Landscapes for postcards were his speciality now. They
were photographed in New Zealand, printed in Germany, sold in
Westport, Hokitika and Greymouth and despatched around the
world. The public appetite for the curious and awe-inspiring
seemed insatiable: huge mountains drenched with snow, rivers
spilling into waterfalls, rocks that looked like giant pancakes
dazzling with spray, beaches consumed by surf, lakes overflowing
with mirrored images. Geoffrey sometimes felt as if the whole of
New Zealand was awash in a torrent of snow and moving water.

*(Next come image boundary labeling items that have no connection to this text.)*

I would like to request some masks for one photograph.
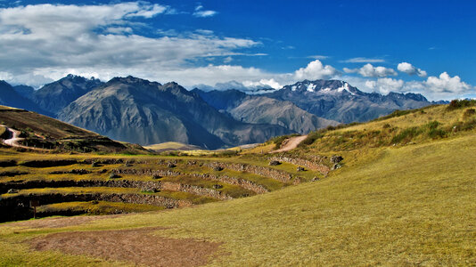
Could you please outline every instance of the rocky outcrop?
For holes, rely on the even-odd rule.
[[[269,160],[284,161],[284,162],[291,163],[291,164],[297,165],[297,166],[303,166],[310,170],[317,171],[321,173],[323,175],[327,175],[327,174],[329,174],[329,172],[331,171],[328,166],[325,166],[321,163],[307,160],[307,159],[302,159],[302,158],[289,158],[289,157],[282,156],[282,157],[269,158]]]
[[[133,204],[147,204],[167,208],[183,207],[193,206],[192,202],[184,199],[168,198],[157,195],[146,194],[119,194],[119,193],[82,193],[82,194],[62,194],[45,193],[38,195],[17,195],[6,198],[0,201],[1,206],[29,206],[31,198],[38,199],[41,205],[72,201],[103,200],[110,202],[123,202]]]
[[[238,185],[257,194],[264,194],[269,191],[264,186],[255,183],[251,181],[236,177],[230,177],[228,175],[214,175],[209,174],[192,174],[190,175],[194,177],[200,177],[204,180],[217,181],[228,184]]]
[[[268,168],[268,167],[248,165],[248,164],[211,162],[211,163],[205,163],[203,164],[203,166],[210,167],[210,168],[214,168],[216,166],[221,166],[222,168],[227,168],[227,169],[237,171],[237,172],[247,172],[247,173],[268,177],[271,179],[275,179],[279,182],[283,182],[286,183],[291,182],[292,180],[292,175],[286,172],[279,171],[279,170],[275,170],[275,169]]]
[[[197,196],[209,197],[220,200],[233,198],[220,191],[195,185],[181,184],[160,181],[131,181],[131,180],[84,180],[84,181],[28,181],[21,182],[0,183],[0,193],[17,193],[18,190],[32,188],[60,188],[60,187],[118,187],[137,188],[142,191],[154,192],[158,190],[173,190],[187,192]],[[9,192],[12,190],[12,192]]]

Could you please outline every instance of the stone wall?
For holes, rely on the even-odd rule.
[[[272,157],[272,158],[269,158],[268,159],[276,160],[280,162],[287,162],[287,163],[291,163],[291,164],[297,165],[297,166],[302,166],[310,170],[317,171],[321,173],[323,175],[327,175],[331,170],[329,166],[322,163],[313,162],[313,161],[302,159],[302,158],[281,156],[281,157]]]
[[[292,175],[286,172],[254,165],[241,163],[211,162],[206,163],[203,166],[206,166],[210,168],[220,166],[222,168],[227,168],[237,172],[247,172],[275,179],[283,182],[290,182],[292,180]]]

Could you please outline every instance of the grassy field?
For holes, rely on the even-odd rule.
[[[0,224],[0,265],[142,263],[139,258],[95,253],[103,249],[99,241],[80,241],[86,233],[100,236],[111,231],[115,235],[124,232],[121,240],[128,240],[142,257],[167,255],[160,250],[141,255],[146,247],[127,234],[131,231],[152,242],[217,244],[218,250],[210,250],[207,257],[208,264],[215,266],[476,265],[476,131],[450,130],[472,117],[463,117],[464,109],[444,109],[328,131],[311,145],[286,154],[310,157],[323,150],[323,155],[344,157],[342,167],[316,182],[190,208]],[[434,120],[447,134],[429,134],[426,125]],[[386,124],[398,128],[381,135],[385,142],[361,134],[383,131]],[[414,126],[423,132],[393,145],[398,133]],[[324,142],[334,142],[345,133],[352,135],[332,146]],[[358,144],[364,141],[371,145]],[[257,159],[260,157],[219,160],[265,166],[266,160]],[[298,174],[292,165],[273,167]],[[144,232],[148,229],[153,230]],[[54,247],[58,239],[74,242],[74,247]],[[49,240],[53,250],[30,248],[32,242]]]
[[[162,143],[153,144],[144,147],[146,150],[154,151],[166,151],[166,150],[194,150],[200,148],[193,145],[185,144],[178,142],[166,142]]]

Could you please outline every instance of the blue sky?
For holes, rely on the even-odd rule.
[[[277,89],[337,78],[366,92],[474,97],[475,28],[476,1],[0,0],[0,79]]]

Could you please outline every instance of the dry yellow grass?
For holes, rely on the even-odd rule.
[[[401,117],[338,131],[377,129],[381,123],[420,125],[430,119],[429,113],[435,117],[431,120],[449,125],[463,111],[447,117],[439,111],[425,112],[425,117],[415,117],[407,124]],[[316,154],[318,146],[317,142],[301,152]],[[60,229],[4,223],[0,265],[131,263],[56,251],[39,253],[25,241],[54,232],[142,227],[166,228],[156,232],[161,237],[222,243],[217,256],[209,258],[209,264],[215,266],[476,264],[475,130],[413,144],[326,151],[333,152],[344,156],[344,165],[327,178],[268,194],[83,224],[69,222],[70,226]],[[253,157],[259,158],[239,160],[266,164]]]
[[[92,264],[19,242],[57,231],[162,226],[169,227],[163,236],[224,242],[231,254],[212,265],[470,265],[476,261],[475,160],[476,139],[468,134],[376,149],[325,180],[225,203],[62,230],[6,223],[0,254],[8,256],[0,263]]]

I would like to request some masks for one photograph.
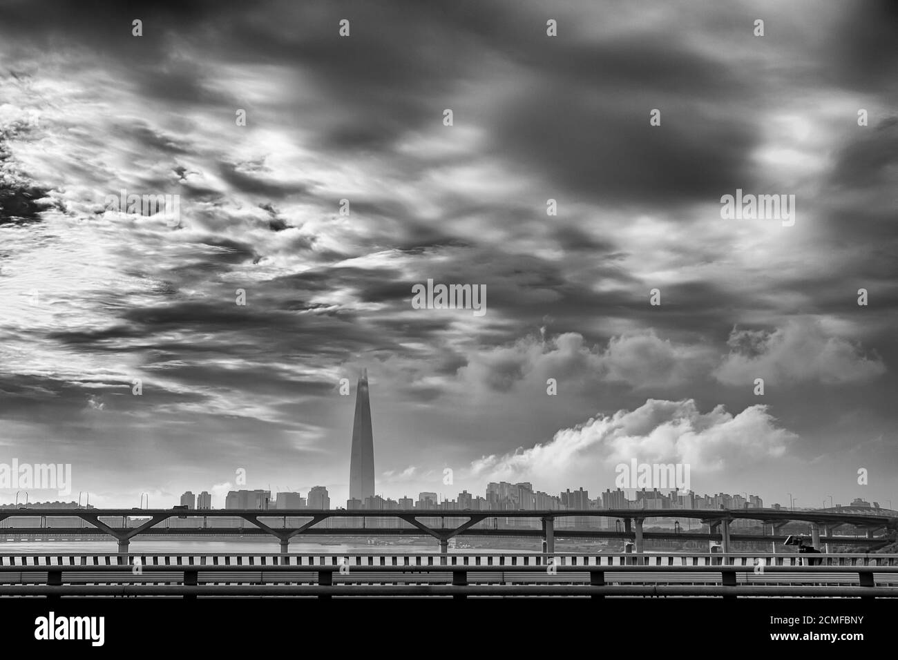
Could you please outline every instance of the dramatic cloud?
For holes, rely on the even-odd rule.
[[[793,321],[773,331],[734,329],[726,343],[731,352],[715,374],[731,385],[755,378],[763,378],[765,384],[840,384],[885,373],[879,357],[864,355],[848,339],[827,336],[819,322]]]
[[[2,3],[0,442],[72,462],[110,503],[240,468],[340,503],[339,383],[367,367],[394,497],[453,497],[445,468],[480,493],[477,456],[648,397],[714,411],[665,409],[655,438],[720,405],[743,412],[711,427],[775,438],[775,414],[800,440],[759,455],[786,447],[793,471],[740,475],[771,497],[786,478],[815,493],[821,463],[850,475],[843,447],[870,437],[891,465],[894,18],[874,0]],[[796,195],[795,225],[722,219],[736,189]],[[108,208],[122,189],[178,195],[179,221]],[[413,309],[428,278],[485,286],[486,314]],[[694,433],[671,455],[733,464]],[[611,483],[587,463],[582,485]]]
[[[692,475],[747,469],[781,457],[795,434],[778,427],[765,406],[735,415],[717,406],[699,411],[695,401],[649,399],[634,410],[591,418],[564,428],[551,441],[471,463],[474,475],[490,480],[538,484],[582,483],[631,459],[685,463]],[[693,477],[694,478],[694,477]]]

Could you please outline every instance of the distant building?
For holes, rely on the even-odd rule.
[[[226,509],[270,508],[270,490],[232,490],[224,500]]]
[[[418,502],[415,504],[415,508],[436,509],[438,501],[436,493],[418,493]]]
[[[305,497],[300,493],[277,493],[275,496],[276,509],[304,509]]]
[[[323,486],[313,486],[309,491],[308,508],[310,509],[330,509],[330,497],[328,489]]]
[[[374,440],[371,429],[371,400],[368,370],[362,373],[356,387],[356,417],[352,422],[349,454],[349,497],[360,499],[374,495]]]

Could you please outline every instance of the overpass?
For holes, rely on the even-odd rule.
[[[889,511],[890,514],[895,514]],[[80,527],[47,527],[48,518],[79,518],[92,529],[85,531]],[[175,528],[160,528],[159,525],[169,519],[202,518],[202,526]],[[38,518],[40,527],[12,526],[16,518]],[[115,519],[121,519],[121,526],[114,527]],[[148,520],[143,520],[148,518]],[[239,520],[252,525],[249,530],[235,529],[228,526],[208,526],[209,518],[225,520]],[[398,525],[393,528],[368,527],[365,523],[369,518],[393,518]],[[539,528],[533,529],[503,529],[497,524],[490,528],[487,521],[492,519],[524,519],[539,524]],[[623,529],[621,531],[576,530],[559,528],[556,523],[570,518],[612,518],[621,521]],[[698,520],[702,524],[709,525],[709,534],[686,534],[676,532],[646,532],[644,524],[649,518],[675,518]],[[289,520],[293,519],[293,520]],[[328,526],[321,525],[325,521],[355,523],[361,519],[362,527],[357,526]],[[436,526],[436,521],[441,523]],[[454,520],[454,526],[446,526],[445,521]],[[449,540],[460,535],[481,536],[538,536],[545,545],[545,551],[555,551],[555,538],[621,538],[632,540],[638,553],[645,550],[645,540],[650,539],[709,539],[721,541],[724,553],[732,551],[735,541],[764,541],[776,542],[784,540],[784,536],[777,532],[787,523],[806,522],[811,525],[812,544],[815,547],[825,543],[867,545],[882,543],[888,541],[888,534],[898,530],[898,516],[895,515],[882,515],[867,512],[845,512],[841,510],[808,510],[784,511],[782,509],[589,509],[589,510],[557,510],[544,509],[536,511],[471,511],[470,509],[87,509],[87,508],[60,508],[60,509],[0,509],[0,523],[9,521],[9,526],[4,525],[8,532],[27,535],[36,529],[45,532],[52,529],[57,535],[85,535],[108,534],[116,539],[119,552],[127,553],[130,540],[140,534],[153,535],[229,535],[233,533],[269,535],[280,541],[280,551],[288,551],[290,540],[299,535],[427,535],[439,541],[440,551],[448,552]],[[731,524],[735,520],[754,520],[762,524],[764,535],[733,534]],[[263,522],[264,521],[264,522]],[[458,521],[462,521],[458,523]],[[128,526],[131,523],[135,526]],[[278,524],[280,523],[280,524]],[[405,526],[402,525],[405,524]],[[865,539],[858,541],[851,537],[841,537],[834,534],[836,528],[850,525],[865,532]],[[766,535],[770,529],[770,535]],[[823,535],[821,535],[823,532]],[[877,537],[876,532],[880,532]]]

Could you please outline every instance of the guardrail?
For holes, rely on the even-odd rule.
[[[146,565],[171,565],[172,563],[197,564],[198,566],[311,566],[316,563],[337,566],[341,560],[351,566],[752,566],[762,563],[770,566],[806,566],[808,559],[817,566],[894,566],[898,567],[898,555],[876,553],[840,553],[799,555],[791,553],[762,552],[665,552],[664,554],[634,552],[503,552],[470,551],[424,552],[417,554],[392,553],[376,550],[351,550],[347,552],[9,552],[0,553],[0,567],[40,565],[88,565],[111,566],[132,564],[138,560]],[[819,562],[819,563],[818,563]]]
[[[139,567],[139,568],[138,568]],[[720,566],[505,566],[499,570],[489,566],[364,566],[333,565],[26,565],[0,566],[0,576],[19,574],[43,575],[39,584],[0,585],[0,596],[43,596],[54,600],[60,596],[581,596],[602,599],[605,596],[826,596],[826,597],[898,597],[898,585],[876,585],[876,574],[898,576],[898,567],[785,567],[770,566],[764,575],[784,574],[783,579],[813,581],[817,576],[825,582],[827,576],[855,574],[854,585],[748,585],[738,584],[741,573],[754,574],[754,567]],[[498,576],[496,574],[498,573]],[[535,578],[550,574],[555,582],[538,584],[525,579],[508,584],[509,577]],[[719,584],[689,585],[621,585],[607,584],[609,574],[639,573],[657,575],[696,574],[719,575]],[[153,574],[167,584],[138,584]],[[250,574],[247,576],[247,574]],[[276,584],[264,583],[267,576]],[[474,576],[493,577],[487,584],[470,584]],[[559,582],[570,574],[569,581]],[[577,574],[579,574],[577,576]],[[790,574],[787,576],[785,574]],[[225,584],[200,584],[200,576],[210,580],[230,580]],[[80,578],[76,576],[81,576]],[[67,579],[66,579],[67,577]],[[84,584],[78,579],[103,584]],[[451,584],[445,583],[451,578]],[[578,578],[578,579],[577,579]],[[588,582],[586,581],[588,579]],[[111,584],[109,584],[111,583]],[[172,584],[174,583],[174,584]],[[237,584],[235,584],[237,583]],[[335,584],[343,583],[343,584]],[[388,584],[383,584],[388,583]],[[394,584],[399,583],[399,584]]]

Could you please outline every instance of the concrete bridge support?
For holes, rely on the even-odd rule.
[[[545,543],[545,552],[551,554],[555,551],[555,520],[550,517],[542,519],[542,538]]]
[[[645,540],[642,538],[642,518],[636,519],[636,554],[642,555],[646,549]],[[637,562],[642,564],[642,558],[639,557]]]

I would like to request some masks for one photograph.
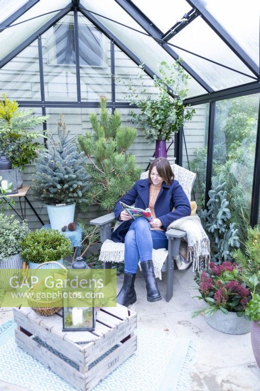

The round album lay open like a broken dinner plate on the tiles
of the hearth. Frightful, vulgar affectation, that shape, Geoffrey
thought, picking up the book and heaving it into the grate. Don’t
know what possessed me to buy it.
The heavy shell cover opened protectively over the burning
photographs and the pages smouldered. He took up the poker
and with all his force pushed the iridescent cover further and
further against the flames as the tears ran down his cheeks
and into his moustache.
There was the sound of a woman’s boots running on the
stairs and the door of the drawing room opened. Geoffrey
turned. The first thing he saw was the dress. Her dress. Vanessa’s evening dress, soft gold taffeta. Quince jelly with cream, he’d
called it. Watered fabric, subtly hued, tight-waisted with
tumbling folds. Vanessa was at her most alluring when she wore
that dress. It revealed and concealed. It lapped against her body,
reflecting and enhancing. Music and song.
‘Vanessa?’ Geoffrey said. But of course it was not Vanessa.
The girl in the dress was very young: fifteen, sixteen. Her
mass of dark hair and naked brown wrists were a glass-plate
negative of Vanessa’s careful pale curls and kid-gloved arms.